Mutawintji National Park is one of the most moving and culturally significant areas of NSW and should be put towards the top of any visitor wish list. The wonderful sandstone ridges and gorges fills the senses with wonderment and it is one of those places where you can feel the cultural significance of the area and the land; and why it so significant to the Indigenous culture.
Mutawintji National Park and the Mutawintji Historic site is an extremely special place for the living culture and spirituality of Indigenous Australians The historic site has an extensive history as an Aboriginal ceremonial site relevant to many indigenous groups from the Darling River Region and beyond.
The historic area (only accessible with a guide) is truly evocative as one is able to experience the living history of the place which has been the site of indigenous ceremonies for many thousands of years. Its significance was further bolstered by a 1980’s blockaded by the Barkindji people to have the area handed back to the traditional custodians and managed by the Mutawintji Local Aboriginal Land Council. This came to fruition in 1998.

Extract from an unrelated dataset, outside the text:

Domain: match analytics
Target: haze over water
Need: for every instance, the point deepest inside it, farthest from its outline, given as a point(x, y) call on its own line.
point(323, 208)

The Mutawintji Historic site tour is a must for any visitor to this area (Wednesday and Saturdays – April to October and are run by the Mutawintji Local Aboriginal Land Council). Access to the area is only possible with a guide.
The park also provides the visitor with many wonderful walks through magnificent gorges and ephemeral streams in addition to wonderful art sites. It also provides the perfect stopover for the traveller by providing a wonderfully sited camping area thereby allowing a ‘less-rushed’ approach to what this park has to offer including:
1) The Mutawintji Gorge Walk – a spectacular walk up the River gum lined creek to the permanent water supply in the gorge.
2) Homestead Creek Walk: a wonderful 4-5hr loop (steep at times) passing Thaaklatjika (Wrights Cave) full of paintings, stencils and engravings, The Rockpools, Homestead Gorge and the Byngnano Range.
3) Old Coach Road Drive: This old mail coach road finishes at a wonderful picnic spot and walking trail of about 3kms will lead the visitor past Wana Karnu (Boomerang Rock) and the majestic Split Rock.
The main physical feature of the park is the mulga covered Byngnano Range with its colourful gorges, rock pools and River-Gum lined creek beds. Scattered among the caves and overhangs are galleries of Aboriginal rock art and engravings.
Mutawintji NP is one of only a few reliable water sources in the whole area and as such it is a drawing point for fauna like Kangaroos, Emus, Wedge-tailed eagles, Peregrine Falcons, Corellas, Zebra Finches, Apostle Birds and the very rare Centralian Ranges Rock Skink
Mutawintji National Park is about 2 hrs drive (75km off the Barrier Highway) north-east of Broken Hill. (Dry weather road). Access from Wilcannia is via White Cliffs (75km sealed). The route to Mutawintji National Park via White Cliffs (155 km – about 2.5 hours unsealed) makes for a wonderful adventure to visit these two icons of Outback NSW.